Recording the first few episodes were really, really scary. I’m a strong writer, but speaking? Not really my forte, especially when my co-host is a person who could talk for hours without coming up for air.
I had so much anxiety about my ability to speak confidently, that I took three rounds of improv classes.
Improv helped tremendously.
I learned to not over think things. Sometimes, you just gotta open your mouth and trust that the right thing will fly out of it. And if it doesn’t, you need to learn to cut yourself some slack. Or ensure you have a great editor.
As of this moment, we’ve recorded over 150 episodes. Slowly, but surely, we build a dedicated following that tuned in weekly. They asked us tons of questions, struck up conversations on social media, and a few even sent us gifts. It was absolutely delightful.
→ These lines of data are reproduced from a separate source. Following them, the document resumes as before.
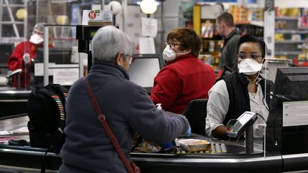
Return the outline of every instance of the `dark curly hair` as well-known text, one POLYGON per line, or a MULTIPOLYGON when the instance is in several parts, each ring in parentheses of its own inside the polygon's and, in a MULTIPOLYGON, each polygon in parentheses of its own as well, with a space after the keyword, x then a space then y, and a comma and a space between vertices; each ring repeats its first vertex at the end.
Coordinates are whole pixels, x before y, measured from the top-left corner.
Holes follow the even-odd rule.
POLYGON ((262 40, 259 40, 258 38, 257 38, 257 37, 250 34, 245 34, 240 38, 240 40, 237 42, 237 54, 240 49, 240 46, 246 42, 252 42, 257 43, 262 52, 262 58, 263 58, 265 57, 265 53, 267 49, 265 42, 262 40))

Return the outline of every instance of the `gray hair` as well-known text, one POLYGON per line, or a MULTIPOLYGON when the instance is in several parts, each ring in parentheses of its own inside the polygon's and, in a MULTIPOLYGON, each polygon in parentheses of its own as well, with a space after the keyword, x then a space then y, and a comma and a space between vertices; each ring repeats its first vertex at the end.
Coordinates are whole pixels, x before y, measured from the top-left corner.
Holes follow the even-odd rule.
POLYGON ((40 23, 37 23, 34 27, 34 30, 36 29, 38 30, 39 31, 43 33, 43 26, 46 25, 46 23, 45 22, 40 22, 40 23))
POLYGON ((103 26, 92 39, 92 63, 114 63, 118 53, 131 55, 133 50, 133 42, 123 31, 113 26, 103 26))

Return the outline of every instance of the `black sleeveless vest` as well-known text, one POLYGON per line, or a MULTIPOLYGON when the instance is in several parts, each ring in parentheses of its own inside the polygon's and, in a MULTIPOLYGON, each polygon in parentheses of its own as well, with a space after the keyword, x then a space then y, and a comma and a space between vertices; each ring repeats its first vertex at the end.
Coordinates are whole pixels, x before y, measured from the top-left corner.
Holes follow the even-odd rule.
MULTIPOLYGON (((265 95, 264 90, 265 79, 260 75, 259 75, 259 78, 261 78, 260 85, 262 91, 266 95, 265 100, 267 105, 270 107, 270 93, 272 92, 274 83, 272 80, 267 80, 267 93, 265 95)), ((249 80, 244 74, 240 73, 237 70, 228 75, 223 76, 220 79, 223 79, 226 83, 229 93, 229 109, 223 122, 224 125, 227 125, 230 120, 237 119, 244 112, 250 111, 250 103, 248 94, 249 80)), ((270 108, 267 108, 270 109, 270 108)))

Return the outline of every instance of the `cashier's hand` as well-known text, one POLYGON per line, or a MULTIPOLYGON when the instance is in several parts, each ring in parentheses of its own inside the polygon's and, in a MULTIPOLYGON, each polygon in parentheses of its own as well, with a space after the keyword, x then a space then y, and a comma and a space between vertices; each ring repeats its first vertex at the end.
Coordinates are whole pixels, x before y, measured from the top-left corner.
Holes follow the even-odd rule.
POLYGON ((184 133, 184 135, 187 136, 187 137, 190 137, 191 135, 191 128, 190 128, 190 125, 189 126, 188 131, 186 131, 185 133, 184 133))
POLYGON ((25 65, 29 64, 30 63, 31 58, 30 58, 30 54, 28 53, 25 53, 23 56, 23 61, 25 65))

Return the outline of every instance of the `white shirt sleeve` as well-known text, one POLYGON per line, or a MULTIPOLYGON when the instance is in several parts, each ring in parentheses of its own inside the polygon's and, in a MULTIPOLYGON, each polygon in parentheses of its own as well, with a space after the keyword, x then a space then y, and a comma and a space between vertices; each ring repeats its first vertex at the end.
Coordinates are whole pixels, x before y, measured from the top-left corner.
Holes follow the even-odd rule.
POLYGON ((208 92, 205 132, 212 137, 212 130, 223 125, 225 115, 229 109, 229 93, 224 80, 217 82, 208 92))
In the late spring of this year, our podcast producer left (on good terms, in case you are wondering) and GFY was going to take a hiatus. I needed to make a decision.
I had considered podcasting on my own. I was already doing interesting interviews with super-smart people, so why not record them and create my own show? Plus, I had an existing audience who knew who I was and were already listening to me on a podcast. I potentially already had listeners! I didn’t want to just sit back and watch that audience walk away.
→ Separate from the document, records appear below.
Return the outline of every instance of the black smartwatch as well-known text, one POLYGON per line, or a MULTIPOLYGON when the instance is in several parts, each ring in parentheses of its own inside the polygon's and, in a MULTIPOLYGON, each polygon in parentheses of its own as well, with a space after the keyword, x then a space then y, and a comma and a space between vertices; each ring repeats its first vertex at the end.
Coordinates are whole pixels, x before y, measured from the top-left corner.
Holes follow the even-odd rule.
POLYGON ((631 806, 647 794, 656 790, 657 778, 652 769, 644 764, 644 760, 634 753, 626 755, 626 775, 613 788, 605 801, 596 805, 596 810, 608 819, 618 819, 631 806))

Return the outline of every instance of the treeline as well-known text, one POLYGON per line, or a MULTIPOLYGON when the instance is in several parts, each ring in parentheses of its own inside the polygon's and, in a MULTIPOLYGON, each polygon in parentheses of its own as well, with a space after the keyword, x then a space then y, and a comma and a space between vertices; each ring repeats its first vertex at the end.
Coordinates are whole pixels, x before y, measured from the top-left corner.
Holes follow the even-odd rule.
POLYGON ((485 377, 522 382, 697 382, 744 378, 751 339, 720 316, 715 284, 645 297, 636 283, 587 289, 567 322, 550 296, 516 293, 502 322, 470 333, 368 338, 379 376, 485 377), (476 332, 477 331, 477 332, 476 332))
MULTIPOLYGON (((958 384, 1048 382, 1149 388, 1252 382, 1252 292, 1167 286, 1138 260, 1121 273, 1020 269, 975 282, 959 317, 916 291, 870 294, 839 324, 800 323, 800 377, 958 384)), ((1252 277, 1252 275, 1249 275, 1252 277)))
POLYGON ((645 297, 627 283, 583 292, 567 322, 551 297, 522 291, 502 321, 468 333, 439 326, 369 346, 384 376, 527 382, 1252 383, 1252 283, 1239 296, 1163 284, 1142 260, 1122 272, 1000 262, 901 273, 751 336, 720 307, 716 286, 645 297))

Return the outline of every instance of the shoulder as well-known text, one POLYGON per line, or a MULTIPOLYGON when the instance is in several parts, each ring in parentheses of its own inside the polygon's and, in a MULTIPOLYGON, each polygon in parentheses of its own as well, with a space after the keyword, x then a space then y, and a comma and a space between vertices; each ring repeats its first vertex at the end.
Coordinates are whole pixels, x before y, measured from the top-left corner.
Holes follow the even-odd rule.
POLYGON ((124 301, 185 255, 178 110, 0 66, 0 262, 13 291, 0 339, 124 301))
Of course, the trouble was I didn’t exactly know how to make a podcast.
Because I am insane, I decided to go full throttle and figure it out. I bought a microphone. I learned how to use Garage Band. I purchased music. I downloaded software to record phone calls on Skype.
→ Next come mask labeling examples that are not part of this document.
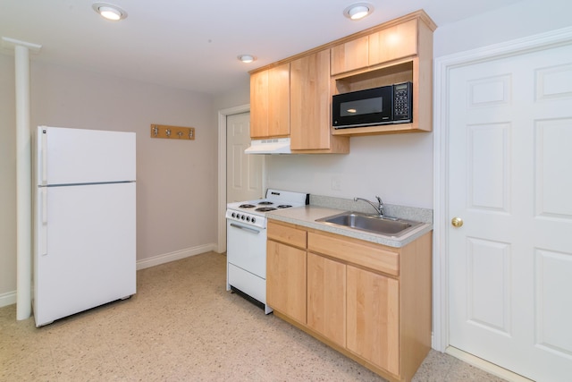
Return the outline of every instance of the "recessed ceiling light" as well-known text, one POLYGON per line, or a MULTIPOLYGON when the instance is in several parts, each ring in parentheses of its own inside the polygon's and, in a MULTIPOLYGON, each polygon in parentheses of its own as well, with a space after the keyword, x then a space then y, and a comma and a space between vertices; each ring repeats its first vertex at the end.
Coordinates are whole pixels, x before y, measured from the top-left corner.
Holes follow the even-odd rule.
POLYGON ((257 57, 252 55, 239 55, 239 60, 242 61, 244 64, 250 64, 253 61, 256 61, 257 57))
POLYGON ((102 17, 113 21, 123 20, 127 17, 127 13, 113 4, 107 3, 94 3, 91 5, 94 11, 99 13, 102 17))
POLYGON ((351 20, 361 20, 374 12, 374 5, 369 3, 356 3, 343 10, 344 16, 351 20))

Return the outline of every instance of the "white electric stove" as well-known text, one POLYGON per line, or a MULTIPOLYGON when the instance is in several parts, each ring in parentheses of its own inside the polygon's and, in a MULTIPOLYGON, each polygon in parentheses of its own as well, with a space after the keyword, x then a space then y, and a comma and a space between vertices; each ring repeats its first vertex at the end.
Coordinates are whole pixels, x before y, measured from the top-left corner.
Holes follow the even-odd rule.
POLYGON ((309 194, 268 189, 265 199, 226 208, 227 291, 239 291, 265 307, 266 314, 266 214, 309 204, 309 194))

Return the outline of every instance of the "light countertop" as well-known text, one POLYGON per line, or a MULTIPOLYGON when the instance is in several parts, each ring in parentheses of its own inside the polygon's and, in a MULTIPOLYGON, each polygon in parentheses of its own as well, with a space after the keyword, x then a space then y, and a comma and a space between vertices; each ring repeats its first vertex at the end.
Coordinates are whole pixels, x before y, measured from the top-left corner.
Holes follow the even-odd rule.
MULTIPOLYGON (((269 219, 277 220, 292 225, 301 225, 307 228, 337 233, 343 236, 353 237, 377 244, 387 245, 389 247, 400 248, 413 242, 420 236, 433 230, 433 225, 425 223, 415 230, 406 233, 399 239, 391 235, 371 233, 353 228, 342 226, 333 226, 326 223, 316 222, 316 219, 332 215, 345 212, 344 209, 336 209, 327 207, 305 206, 293 208, 279 209, 269 212, 266 216, 269 219)), ((414 220, 414 219, 411 219, 414 220)))

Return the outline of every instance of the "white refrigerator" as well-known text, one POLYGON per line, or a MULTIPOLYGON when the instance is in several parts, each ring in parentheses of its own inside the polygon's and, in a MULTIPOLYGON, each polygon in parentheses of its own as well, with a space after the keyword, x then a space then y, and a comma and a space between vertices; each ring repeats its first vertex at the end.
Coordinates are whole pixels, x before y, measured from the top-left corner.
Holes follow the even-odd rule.
POLYGON ((136 292, 135 133, 38 126, 36 326, 136 292))

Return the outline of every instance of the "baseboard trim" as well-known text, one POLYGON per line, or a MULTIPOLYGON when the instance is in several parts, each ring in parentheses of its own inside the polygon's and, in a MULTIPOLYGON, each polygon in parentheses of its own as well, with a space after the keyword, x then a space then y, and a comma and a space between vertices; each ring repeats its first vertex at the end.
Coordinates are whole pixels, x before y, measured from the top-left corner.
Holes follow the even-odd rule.
POLYGON ((216 243, 212 242, 210 244, 199 245, 197 247, 187 248, 184 250, 175 250, 171 253, 164 253, 162 255, 154 256, 149 259, 144 259, 137 262, 137 270, 145 269, 158 266, 161 264, 169 263, 171 261, 180 260, 181 259, 188 258, 189 256, 198 255, 200 253, 209 252, 217 249, 216 243))
POLYGON ((0 308, 16 303, 16 291, 0 294, 0 308))
MULTIPOLYGON (((217 245, 215 243, 199 245, 198 247, 187 248, 185 250, 175 250, 171 253, 164 253, 163 255, 154 256, 150 259, 145 259, 137 262, 137 270, 145 269, 146 267, 155 267, 161 264, 165 264, 174 260, 180 260, 181 259, 188 258, 189 256, 198 255, 200 253, 209 252, 211 250, 216 250, 217 245)), ((16 303, 16 291, 6 292, 0 294, 0 308, 4 308, 8 305, 16 303)))
POLYGON ((456 347, 447 346, 447 348, 445 349, 445 352, 447 354, 452 355, 455 358, 458 358, 459 360, 468 363, 469 365, 473 365, 475 368, 481 369, 487 373, 500 377, 508 381, 534 382, 532 379, 528 379, 527 378, 514 373, 507 369, 502 369, 501 367, 497 366, 494 363, 491 363, 487 361, 483 360, 482 358, 475 357, 475 355, 469 354, 468 352, 463 352, 462 350, 456 347))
A week later, I launched my first show.
It was just me and a microphone, telling my story. It was okay. It took forever to record, edit and upload. But I did it and it felt great.
Or at least it felt great for a moment.
Because as soon as I posted the first show, I had another one to make. And then another after that. And so on…. and so on….
This podcasting stuff takes so much time! You have to set up the interview, prep for the interview, then do the interview. Then there’s editing, transcribing, writing, recording and editing the intro and outro, coming up with a marketing strategy… it’s a lot. And I realized I was spending about 10 hours a week making this happen. And I wasn’t getting paid for it.
For a new-ish show, I had respectable listenership. I thought the content was great. I’m really, really, really proud of what I made. But it wasn’t enough to even earn $20 from a sponsor. Really. I asked people who sell podcast ads.
So I had to get real with myself.
What am I really trying to accomplish? Not just with this podcast, but with my career and life? I love writing, which is an element of podcasting. And I love working, but I want to work SMARTER, not HARDER. And since this show takes up roughly 30 percent of the time I eventually want to dedicate to working every week, I decided to put it on hold. I might take it up again, but not until I have the time. And right now I don’t.
I love that I gave it a shot, and now I know it’s not the right move to make at this time. I’ll still be doing interviews, just only in written form.
So that’s why I’m a quitter, again. It’s a little scary, but also feels pretty darn good.